Chief Justice of the Supreme Court of Albania
- In office 24 April 2013 – 26 July 2019
- Nominated by: Bujar Nishani
- Preceded by: Shpresa Beçaj

Member of the Constitutional Court of Albania
- In office 6 January 2003 – 21 March 2013
- Nominated by: Alfred Moisiu
- Preceded by: Tefta Zaka
- Succeeded by: Fatos Lulo

Personal details
- Born: 9 March 1957 (age 68) Shkodër, Albania
- Spouse: Neriman Marika
- Children: 2
- Alma mater: Faculty of Law, University of Tirana

= Xhezair Zaganjori =

Albanian lawyer and judge (born 1957)

 Xhezair Zaganjori (born March 9, 1957, in Shkodër) is an Albanian lawyer and judge. He has served as the President of the Supreme Court of Albania since April 2013, after the termination of his term as a member of the Constitutional Court of Albania.

== Biography ==

Xhezair Zaganjori was born on March 9, 1957, in the northerly city of Shkodër. He graduated from the Faculty of Law at the University of Tirana in 1981. Since graduating, Zaganjori has been working as a lecturer in Public International Law, European Law and Human Rights Law at the Faculty of Law of the University of Tirana, the Albanian School of Magistrates as well as the Institute for European Studies in Tirana.
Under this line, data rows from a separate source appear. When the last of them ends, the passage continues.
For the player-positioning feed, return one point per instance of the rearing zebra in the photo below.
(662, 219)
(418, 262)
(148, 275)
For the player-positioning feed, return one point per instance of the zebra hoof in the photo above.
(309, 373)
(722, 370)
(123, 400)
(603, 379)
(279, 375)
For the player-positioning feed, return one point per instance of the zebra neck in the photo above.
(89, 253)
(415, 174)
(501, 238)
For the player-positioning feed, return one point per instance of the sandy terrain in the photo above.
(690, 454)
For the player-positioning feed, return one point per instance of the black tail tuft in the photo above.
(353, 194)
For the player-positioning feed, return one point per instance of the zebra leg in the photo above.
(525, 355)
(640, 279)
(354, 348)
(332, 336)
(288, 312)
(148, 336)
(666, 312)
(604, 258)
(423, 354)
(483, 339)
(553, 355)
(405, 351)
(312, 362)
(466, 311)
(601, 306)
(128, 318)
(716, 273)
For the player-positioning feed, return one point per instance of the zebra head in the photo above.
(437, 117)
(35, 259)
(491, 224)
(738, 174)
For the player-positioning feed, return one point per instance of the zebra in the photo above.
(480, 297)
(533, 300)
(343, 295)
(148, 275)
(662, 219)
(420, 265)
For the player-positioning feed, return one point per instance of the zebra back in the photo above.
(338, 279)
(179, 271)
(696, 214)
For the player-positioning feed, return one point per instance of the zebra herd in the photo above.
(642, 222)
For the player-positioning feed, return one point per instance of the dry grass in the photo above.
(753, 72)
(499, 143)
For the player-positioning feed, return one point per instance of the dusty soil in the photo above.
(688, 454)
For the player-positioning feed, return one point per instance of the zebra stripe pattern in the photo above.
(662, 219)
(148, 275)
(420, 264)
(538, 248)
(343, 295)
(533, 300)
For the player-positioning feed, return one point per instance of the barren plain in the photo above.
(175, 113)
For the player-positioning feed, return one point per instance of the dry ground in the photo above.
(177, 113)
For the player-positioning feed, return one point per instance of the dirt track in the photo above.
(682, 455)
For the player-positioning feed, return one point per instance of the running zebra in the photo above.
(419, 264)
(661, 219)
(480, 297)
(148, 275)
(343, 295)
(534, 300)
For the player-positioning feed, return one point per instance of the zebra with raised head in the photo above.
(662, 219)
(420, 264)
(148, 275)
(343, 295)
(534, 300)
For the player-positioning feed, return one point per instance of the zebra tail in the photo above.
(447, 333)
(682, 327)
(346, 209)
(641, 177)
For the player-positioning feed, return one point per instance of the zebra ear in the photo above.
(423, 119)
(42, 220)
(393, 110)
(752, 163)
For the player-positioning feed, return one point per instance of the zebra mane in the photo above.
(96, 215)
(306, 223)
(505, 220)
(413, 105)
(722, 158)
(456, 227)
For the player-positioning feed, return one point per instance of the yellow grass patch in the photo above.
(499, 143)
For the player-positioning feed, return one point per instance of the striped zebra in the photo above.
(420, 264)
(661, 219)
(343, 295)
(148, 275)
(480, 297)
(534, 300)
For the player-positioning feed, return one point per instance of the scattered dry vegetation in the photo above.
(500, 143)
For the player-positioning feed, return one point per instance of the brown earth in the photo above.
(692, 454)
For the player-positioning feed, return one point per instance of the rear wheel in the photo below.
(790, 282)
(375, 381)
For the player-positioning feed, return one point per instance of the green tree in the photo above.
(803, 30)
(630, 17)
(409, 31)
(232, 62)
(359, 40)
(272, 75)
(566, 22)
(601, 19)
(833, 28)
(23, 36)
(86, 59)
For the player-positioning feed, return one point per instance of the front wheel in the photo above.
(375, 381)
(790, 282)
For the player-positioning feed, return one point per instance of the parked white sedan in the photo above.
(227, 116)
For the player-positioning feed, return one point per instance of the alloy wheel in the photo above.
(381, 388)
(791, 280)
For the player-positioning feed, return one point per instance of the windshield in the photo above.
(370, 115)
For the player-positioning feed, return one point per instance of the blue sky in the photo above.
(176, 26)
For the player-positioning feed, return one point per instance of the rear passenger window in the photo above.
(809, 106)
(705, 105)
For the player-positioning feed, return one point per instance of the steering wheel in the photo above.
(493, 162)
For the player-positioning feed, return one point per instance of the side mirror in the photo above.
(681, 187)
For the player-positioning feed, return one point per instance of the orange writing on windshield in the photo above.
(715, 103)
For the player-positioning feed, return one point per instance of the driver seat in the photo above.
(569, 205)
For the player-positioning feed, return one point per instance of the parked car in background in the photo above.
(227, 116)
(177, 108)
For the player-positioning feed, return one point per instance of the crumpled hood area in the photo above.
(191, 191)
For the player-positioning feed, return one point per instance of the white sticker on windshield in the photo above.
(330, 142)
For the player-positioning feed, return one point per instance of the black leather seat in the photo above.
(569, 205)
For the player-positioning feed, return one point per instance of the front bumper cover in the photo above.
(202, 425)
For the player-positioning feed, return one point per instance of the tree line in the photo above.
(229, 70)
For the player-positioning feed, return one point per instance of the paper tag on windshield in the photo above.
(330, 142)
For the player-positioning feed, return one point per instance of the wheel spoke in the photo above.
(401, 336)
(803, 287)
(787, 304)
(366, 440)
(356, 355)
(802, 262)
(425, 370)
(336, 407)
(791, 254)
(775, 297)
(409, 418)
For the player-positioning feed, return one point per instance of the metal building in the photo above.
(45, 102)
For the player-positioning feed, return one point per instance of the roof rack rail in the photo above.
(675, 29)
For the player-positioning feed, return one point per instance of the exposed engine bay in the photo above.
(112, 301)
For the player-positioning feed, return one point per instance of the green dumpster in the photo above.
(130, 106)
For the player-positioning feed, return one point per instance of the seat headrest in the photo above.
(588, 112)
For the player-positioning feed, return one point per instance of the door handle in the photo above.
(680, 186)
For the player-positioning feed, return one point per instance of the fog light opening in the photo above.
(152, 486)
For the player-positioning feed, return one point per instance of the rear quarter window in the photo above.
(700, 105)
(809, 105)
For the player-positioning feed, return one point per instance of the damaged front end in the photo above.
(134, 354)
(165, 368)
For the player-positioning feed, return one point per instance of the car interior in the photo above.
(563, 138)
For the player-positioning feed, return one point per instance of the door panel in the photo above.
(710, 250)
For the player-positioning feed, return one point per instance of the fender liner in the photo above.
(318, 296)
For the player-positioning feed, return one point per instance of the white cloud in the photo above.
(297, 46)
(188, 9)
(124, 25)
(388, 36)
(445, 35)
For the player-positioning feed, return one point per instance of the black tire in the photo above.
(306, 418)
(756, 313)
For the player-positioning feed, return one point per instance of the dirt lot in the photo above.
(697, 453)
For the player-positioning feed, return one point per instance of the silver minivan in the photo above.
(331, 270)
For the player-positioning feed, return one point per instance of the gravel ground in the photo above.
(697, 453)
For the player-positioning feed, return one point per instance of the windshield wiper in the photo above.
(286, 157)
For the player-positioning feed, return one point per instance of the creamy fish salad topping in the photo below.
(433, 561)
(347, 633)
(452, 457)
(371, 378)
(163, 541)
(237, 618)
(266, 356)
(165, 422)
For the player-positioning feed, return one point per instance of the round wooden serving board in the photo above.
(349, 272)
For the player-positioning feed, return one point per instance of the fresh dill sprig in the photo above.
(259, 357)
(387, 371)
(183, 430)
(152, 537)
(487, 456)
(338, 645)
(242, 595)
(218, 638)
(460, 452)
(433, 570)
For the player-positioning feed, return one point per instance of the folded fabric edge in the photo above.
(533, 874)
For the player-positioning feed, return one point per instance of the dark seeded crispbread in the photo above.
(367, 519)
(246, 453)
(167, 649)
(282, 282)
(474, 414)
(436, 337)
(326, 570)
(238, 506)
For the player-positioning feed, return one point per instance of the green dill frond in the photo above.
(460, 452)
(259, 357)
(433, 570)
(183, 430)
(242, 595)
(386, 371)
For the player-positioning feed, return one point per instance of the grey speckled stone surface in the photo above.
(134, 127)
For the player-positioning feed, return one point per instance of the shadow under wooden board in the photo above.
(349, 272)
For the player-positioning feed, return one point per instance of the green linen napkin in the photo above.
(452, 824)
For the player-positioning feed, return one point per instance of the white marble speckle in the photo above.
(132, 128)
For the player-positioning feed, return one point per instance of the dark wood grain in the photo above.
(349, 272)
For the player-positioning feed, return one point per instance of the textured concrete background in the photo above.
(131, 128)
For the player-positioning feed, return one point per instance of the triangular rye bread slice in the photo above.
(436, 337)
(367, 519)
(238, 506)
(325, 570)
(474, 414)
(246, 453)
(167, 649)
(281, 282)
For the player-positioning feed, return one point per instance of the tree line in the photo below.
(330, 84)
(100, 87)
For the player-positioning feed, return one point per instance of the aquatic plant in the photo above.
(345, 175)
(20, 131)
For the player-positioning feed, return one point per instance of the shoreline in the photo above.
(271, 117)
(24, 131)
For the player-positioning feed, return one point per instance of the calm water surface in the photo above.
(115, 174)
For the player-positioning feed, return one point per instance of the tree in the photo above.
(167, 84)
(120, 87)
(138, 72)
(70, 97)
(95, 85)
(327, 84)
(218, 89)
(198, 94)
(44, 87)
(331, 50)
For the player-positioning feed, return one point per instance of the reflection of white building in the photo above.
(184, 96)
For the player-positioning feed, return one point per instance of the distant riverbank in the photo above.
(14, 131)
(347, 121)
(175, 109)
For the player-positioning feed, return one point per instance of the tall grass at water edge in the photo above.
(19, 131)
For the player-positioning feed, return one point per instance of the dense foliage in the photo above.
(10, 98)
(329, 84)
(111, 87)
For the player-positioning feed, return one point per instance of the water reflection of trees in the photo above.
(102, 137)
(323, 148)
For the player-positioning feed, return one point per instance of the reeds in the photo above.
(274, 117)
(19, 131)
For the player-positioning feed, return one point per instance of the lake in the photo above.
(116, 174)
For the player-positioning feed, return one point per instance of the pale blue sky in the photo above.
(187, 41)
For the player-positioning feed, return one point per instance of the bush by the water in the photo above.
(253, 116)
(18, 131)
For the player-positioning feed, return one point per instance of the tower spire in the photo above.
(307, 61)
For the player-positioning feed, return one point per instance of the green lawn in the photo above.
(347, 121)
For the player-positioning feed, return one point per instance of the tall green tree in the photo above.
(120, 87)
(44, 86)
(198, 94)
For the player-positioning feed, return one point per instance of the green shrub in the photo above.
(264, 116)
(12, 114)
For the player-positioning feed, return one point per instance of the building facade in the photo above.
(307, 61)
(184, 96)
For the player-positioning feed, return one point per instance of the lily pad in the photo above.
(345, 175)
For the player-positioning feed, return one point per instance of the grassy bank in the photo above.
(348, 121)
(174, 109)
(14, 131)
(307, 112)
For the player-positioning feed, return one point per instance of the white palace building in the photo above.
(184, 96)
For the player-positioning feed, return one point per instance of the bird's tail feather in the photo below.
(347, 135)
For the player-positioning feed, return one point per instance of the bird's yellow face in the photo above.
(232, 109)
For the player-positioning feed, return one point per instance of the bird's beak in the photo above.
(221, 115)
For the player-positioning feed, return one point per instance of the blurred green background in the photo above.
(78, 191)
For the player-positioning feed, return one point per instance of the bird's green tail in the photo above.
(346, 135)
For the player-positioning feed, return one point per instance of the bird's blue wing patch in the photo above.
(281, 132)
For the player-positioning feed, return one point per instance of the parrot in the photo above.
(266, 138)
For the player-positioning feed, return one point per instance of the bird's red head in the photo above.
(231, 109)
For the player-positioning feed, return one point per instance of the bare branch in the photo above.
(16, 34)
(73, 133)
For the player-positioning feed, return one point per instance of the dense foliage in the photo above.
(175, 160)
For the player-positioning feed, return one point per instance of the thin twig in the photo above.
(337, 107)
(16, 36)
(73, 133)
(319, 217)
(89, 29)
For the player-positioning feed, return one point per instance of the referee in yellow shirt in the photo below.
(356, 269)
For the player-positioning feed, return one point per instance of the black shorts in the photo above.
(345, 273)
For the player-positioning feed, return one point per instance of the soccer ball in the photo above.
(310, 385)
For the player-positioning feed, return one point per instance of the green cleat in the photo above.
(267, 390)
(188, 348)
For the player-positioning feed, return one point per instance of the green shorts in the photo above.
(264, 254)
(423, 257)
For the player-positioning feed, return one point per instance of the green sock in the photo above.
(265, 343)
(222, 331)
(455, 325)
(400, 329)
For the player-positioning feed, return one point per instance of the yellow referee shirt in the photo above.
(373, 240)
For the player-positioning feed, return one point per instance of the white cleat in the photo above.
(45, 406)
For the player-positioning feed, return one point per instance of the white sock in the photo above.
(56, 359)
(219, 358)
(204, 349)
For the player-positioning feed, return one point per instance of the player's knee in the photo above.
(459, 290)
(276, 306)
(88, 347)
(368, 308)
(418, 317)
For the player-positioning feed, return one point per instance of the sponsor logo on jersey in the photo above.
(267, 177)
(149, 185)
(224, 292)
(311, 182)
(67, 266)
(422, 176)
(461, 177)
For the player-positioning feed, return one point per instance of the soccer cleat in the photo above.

During the period from 1992 to 1997, Zaganjori served as the Ambassador of the Republic of Albania to the Federal Republic of Germany. In 1998, he obtained a PhD in Legal studies and worked for a year as a scientific collaborator at the Max Planck Institute in Heidelberg, researching on issues of International Law and European Union Law.

In 2009, Zaganjori was awarded the academic title of "Professor" in view of his academic and lecturing positions. He is the author of several scientific articles and books both in Albania and abroad, and he is also an active participant in various International Congresses and Conferences.

Since 2001, Prof. Zaganjori has been a member of the Court of Conciliation and Arbitration of the Organization for Security and Cooperation in Europe (OSCE), in Vienna.

Zaganjori was appointed as a Member of the Supreme Court of Albania on 22 March 2013, by decree no.8065, after serving a ten-year (2003–13) term as a Member of the Constitutional Court. He was appointed as President of the Supreme Court on 24 April 2013, by decree no. 8120 of the President of Albania.